Sir James McGrigor took early measures for the formation at Fort Pitt, Chatham, of the Museum of anatomy and natural history, and to his unremitting exertions and liberality that museum is chiefly indebted for its prosperous condition. About the year 1822 he attached a library to the museum at Fort Pitt, made to it repeated gifts of books, and on one occasion bestowed upon it no less than fifteen hundred volumes.

It was Sir James McGrigor, too, who originally planned and largely aided in the establishment of the Army Medical Friendly Society, and, somewhat later, of the Army Medical Benevolent Society, the benefits of which to the medical officers of the army and their families have been great.

Sir James McGrigor retired from his directorship in 1851, when a valedictory address, indicating many of the benefits which he had conferred on the department, and signed by upwards of five hundred army medical officers, was presented to him in the presence of a large circle of friends. Sir James McGrigor died in London 2nd April, 1858, within a few days of completing his eighty-eighth year.

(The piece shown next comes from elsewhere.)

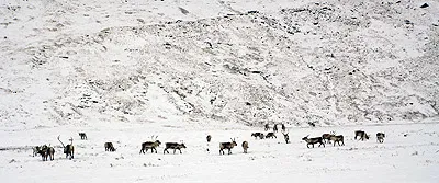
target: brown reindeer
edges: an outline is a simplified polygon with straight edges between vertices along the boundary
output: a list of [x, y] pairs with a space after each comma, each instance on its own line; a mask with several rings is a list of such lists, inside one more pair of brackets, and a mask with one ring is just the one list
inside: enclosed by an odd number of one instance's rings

During his tenure of office Sir James McGrigor received numerous honours. He was permitted by his sovereign to wear the Turkish order of the Crescent for the part he bore in the Egyptian campaign, and was made a knight commander of the Tower and Sword of Portugal for his services in the Peninsula. In 1831 he was created a baronet, and in 1850 was invested with the order of a knight commander of the Bath.

He was admitted a Licentiate of the College of Physicians 26th June, 1815, and a Fellow 25th June, 1825, the day on which the new building in Pall Mall East, was formally opened. He was appointed physician extraordinary to the king, and in 1837 physician extraordinary to the queen. Three times was he elected Lord Rector of his Alma Mater, the university of Aberdeen, viz., in 1826, in 1827, and in 1841. So thoroughly had he won the esteem and attachment of the students, that they presented to the university a portrait of Sir James, by Mr. Dyce, which is now in the public hall. A second portrait of him, by Sir David Wilkie, is in the library at Fort Pitt; and a third, by J. Jackson, R.A., presented by his brother officers to lady McGrigor, is in the possession of his family.(2)

William Munk

[(1) Gent.Mag., for 1815, vol. lxxxv, pt. i, p. 79.
(2) The Autobiography and Services of Sir James M‘Grigor, Bart., 8vo. Lond. 1861.]